Mostostal z jednym środkowym
Kontuzja Damiana Domonika
Puchar Polski miał być dla kędzierzyńskich siatkarzy okazją do zgrywania przebudowanego zespołu. Zamiast tego drużyna jest w lekkim chaosie
Po zeszłorocznym sezonie prezes Mostostalu Azotów Kazimierz Pietrzyk przebudował drużynę. Już wtedy było wiadomo, że trenerowi Andrzejowi Kubackiemu potrzeba czasu, by zespół poukładać. Niestety, drużyna od początku przygotowań jest albo w rozjazdach, albo na etapie eksperymentów.
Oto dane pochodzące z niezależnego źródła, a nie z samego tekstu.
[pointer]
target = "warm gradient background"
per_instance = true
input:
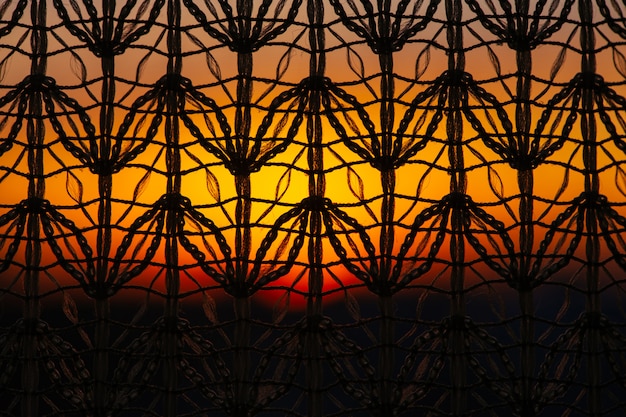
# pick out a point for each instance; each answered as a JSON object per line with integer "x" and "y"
{"x": 455, "y": 225}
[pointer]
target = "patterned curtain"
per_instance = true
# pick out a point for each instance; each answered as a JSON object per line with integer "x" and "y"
{"x": 312, "y": 208}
-Najpierw kilku naszych chłopaków było na kadrze B, Eugen Bakumovski i Peter Zapletal grali w swoich reprezentacjach, młodzi Bartosz Kurek, Jakub Jarosz i Arkadiusz Świechowski byli na mistrzostwach Europy. Potem Jarosz i Kurek przebywali z pierwszą reprezentacją, teraz znów nie mamy zagranicznych siatkarzy - wylicza Andrzej Kubacki. - Co gorsza, kontuzji doznał Domonik. To chłopak, który prezentował się ostatnio bardzo dobrze, a czeka go pięć tygodni przerwy, i to wersja optymistyczna - mówi szkoleniowiec Mosto.
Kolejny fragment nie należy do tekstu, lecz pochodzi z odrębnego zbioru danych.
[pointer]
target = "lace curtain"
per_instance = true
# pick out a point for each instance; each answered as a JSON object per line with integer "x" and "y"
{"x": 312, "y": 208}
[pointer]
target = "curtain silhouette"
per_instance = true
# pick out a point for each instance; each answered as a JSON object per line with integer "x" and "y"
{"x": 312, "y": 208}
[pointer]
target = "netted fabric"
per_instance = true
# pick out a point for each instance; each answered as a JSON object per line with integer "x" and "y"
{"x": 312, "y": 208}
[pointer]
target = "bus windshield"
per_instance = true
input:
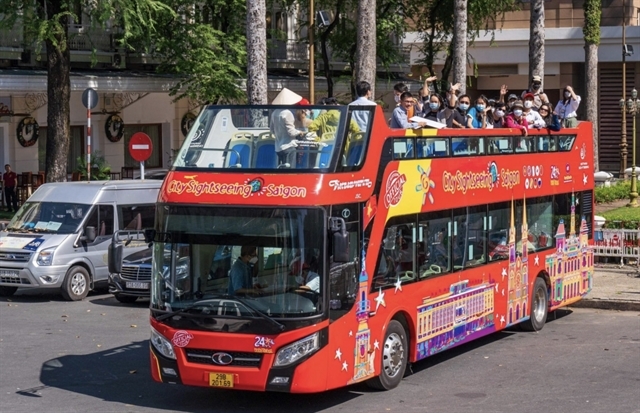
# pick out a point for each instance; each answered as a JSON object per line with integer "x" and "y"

W odwodzie Mostostal ma Marcina Nowaka i młodego Świechowskiego. - Niestety, Arkadiusz ma kłopoty z kolanem, ale mam nadzieję, że będzie mógł grać - mówi Kubacki.
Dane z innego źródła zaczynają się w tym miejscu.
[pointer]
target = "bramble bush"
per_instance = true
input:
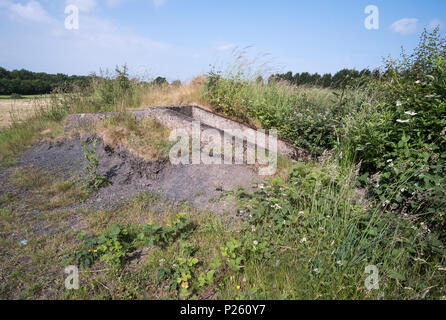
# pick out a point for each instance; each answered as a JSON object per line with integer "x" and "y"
{"x": 402, "y": 142}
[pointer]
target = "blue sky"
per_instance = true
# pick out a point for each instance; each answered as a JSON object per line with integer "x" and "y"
{"x": 182, "y": 38}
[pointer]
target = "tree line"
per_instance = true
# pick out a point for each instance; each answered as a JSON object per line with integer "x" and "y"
{"x": 25, "y": 82}
{"x": 338, "y": 80}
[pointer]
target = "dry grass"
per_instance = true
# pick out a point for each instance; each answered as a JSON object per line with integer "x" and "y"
{"x": 147, "y": 139}
{"x": 18, "y": 110}
{"x": 185, "y": 94}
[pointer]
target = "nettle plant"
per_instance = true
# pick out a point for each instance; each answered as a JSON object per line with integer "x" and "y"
{"x": 94, "y": 180}
{"x": 402, "y": 144}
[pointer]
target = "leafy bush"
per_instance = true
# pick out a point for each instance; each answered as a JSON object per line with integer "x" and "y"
{"x": 402, "y": 141}
{"x": 307, "y": 117}
{"x": 94, "y": 180}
Prezes Pietrzyk winę za kontuzję Świechowskiego zrzuca na PZPS. - Po sezonie Świechowski miał iść na zabieg kolana, uparli się, by jechał na mistrzostwa Europy. Wbili mu serię zastrzyków w kolano i teraz mamy efekt - narzeka Pietrzyk. W ostateczności na środku bloku może zagrać Kurek. To zawodnik, który po przygodzie z pierwszą reprezentacją podbudował się psychicznie i skutecznie dobija się do pierwszego składu Mostostalu. Był przymierzany do pozycji przyjmującego, jak i atakującego. Tu Kubacki ma kłopot bogactwa, bo na ataku ma już młodego Marcela Gromadowskiego. Kurek mógłby zagrać także na przyjęciu, ale tu obok Konrada Małeckiego pewniakiem do występów wydaje się Niemiec Eugen Bakumovski, który ostatecznie na mistrzostwa świata do Japonii nie poleciał i na dniach ma pojawić się w Kędzierzynie. - Są jeszcze Wojciech Serafin i Jarosz. Powiem tak: zagra najlepszy - mówi Kubacki. Zdaje jednak sobie sprawę z faktu, że czas ucieka, a wciąż nie ma skrystalizowanego składu.
Siatkówka nie lubi aż tylu zmian, ale na wyjazdy zawodników czy na kontuzje nie mam wpływu - mówi Kubacki. Problem widzi także prezes Pietrzyk. - Największa bolączka to dziura na środku bloku, a w lekkim chaosie jest większość zespołów, co jednak jest małym pocieszeniem - mówi Pietrzyk.